Następca Morawieckiego? Ten dzik też nie pomaga uchodźcom, ale przynajmniej nie utrudnia im życia
Paweł Mączewski
26 sierpnia 2021, 16:31·1 minuta czytania
Publikacja artykułu: 26 sierpnia 2021, 16:31Zapytany, czy chciałby pójść w politykę, odpowiada: - Gdybym tylko miał kciuki.
Zatrzymanie migrantów na granicy polsko-białoruskiej trwa już ponad dwa tygodnie. Udało nam się dotrzeć do miejscowego dzika, który przez ten czas pomógł uchodźcom w takim samym stopniu, co nasz rząd.

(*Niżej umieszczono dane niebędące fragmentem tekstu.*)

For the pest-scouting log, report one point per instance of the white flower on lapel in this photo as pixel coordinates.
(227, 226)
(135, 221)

- Nie wiedziałem, że wystarczy nie rozwiązywać problemów, by zasiadać na najważniejszych stołkach w kraju — zdradza nam dzik Waldek, który od niedawna stał się mimowolnym sąsiadem zatrzymanych osób.
- Mieszkam o tu niedaleko za pagórkiem. Na co dzień spaceruję sobie po lesie i szukam zakopanych trufli. Ci ludzie mi nie przeszkadzają. Nie wiem, jak mógłbym im pomóc, ale z pewnością nie ma żadnego powodu, bym w jakikolwiek sposób miał im przeszkadzać — dodał.

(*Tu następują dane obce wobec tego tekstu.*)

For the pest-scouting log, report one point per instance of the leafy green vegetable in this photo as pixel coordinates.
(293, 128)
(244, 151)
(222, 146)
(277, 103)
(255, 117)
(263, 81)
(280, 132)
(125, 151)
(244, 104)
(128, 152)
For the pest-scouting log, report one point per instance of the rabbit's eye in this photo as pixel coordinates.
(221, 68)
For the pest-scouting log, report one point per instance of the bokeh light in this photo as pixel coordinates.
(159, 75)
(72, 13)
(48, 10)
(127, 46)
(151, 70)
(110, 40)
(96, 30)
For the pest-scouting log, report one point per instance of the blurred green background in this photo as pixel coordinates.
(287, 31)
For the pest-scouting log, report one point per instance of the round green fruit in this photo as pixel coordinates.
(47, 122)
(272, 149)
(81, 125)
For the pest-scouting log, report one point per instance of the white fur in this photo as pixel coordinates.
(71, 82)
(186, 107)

Zapytany przez nas, czy chciałby pójść w politykę jak w żołędzie, skoro przejawia atrybuty prawdziwego polskiego przywódcy, odpowiedział, że tak, gdyby tylko dostawał dużo trufli, nie musiał nic robić i miał kciuki. Zaistnienie na polskiej scenie politycznej rozpatruje też okoliczna kuna i jenot.

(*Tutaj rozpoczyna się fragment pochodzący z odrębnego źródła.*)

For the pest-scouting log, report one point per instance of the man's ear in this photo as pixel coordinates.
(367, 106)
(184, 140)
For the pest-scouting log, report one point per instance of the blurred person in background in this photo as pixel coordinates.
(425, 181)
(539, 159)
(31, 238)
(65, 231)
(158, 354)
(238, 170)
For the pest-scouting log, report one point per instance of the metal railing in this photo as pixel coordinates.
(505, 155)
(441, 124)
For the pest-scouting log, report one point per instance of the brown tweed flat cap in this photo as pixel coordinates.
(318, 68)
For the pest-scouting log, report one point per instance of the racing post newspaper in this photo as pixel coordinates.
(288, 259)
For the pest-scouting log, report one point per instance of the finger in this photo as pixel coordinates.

A teraz tak na serio: na miejscu pojawili się też ksiądz Lemański oraz pastor Michał Jabłoński, by przypomnieć, że to niefajnie głodzić ludzi i trzymać ich od ponad dwóch tygodni pod gołym niebem. Przynajmniej nikt nie znalazł takiego zapisu w Ewangelii. Ksiądz próbował też przekazać zatrzymanym uchodźcom wodę, ale nie ze Strażą Graniczną takie numery.
Rząd dalej nie pomaga uchodźcom, zamiast tego trwają budowy muru na granicy.
Dzik Waldek tego by nie zrobił, wszakże nie ma kciuków.
To jest ASZdziennik. Dzik Waldek został zmyślony, ale dramat uchodźców jest niestety prawdziwy.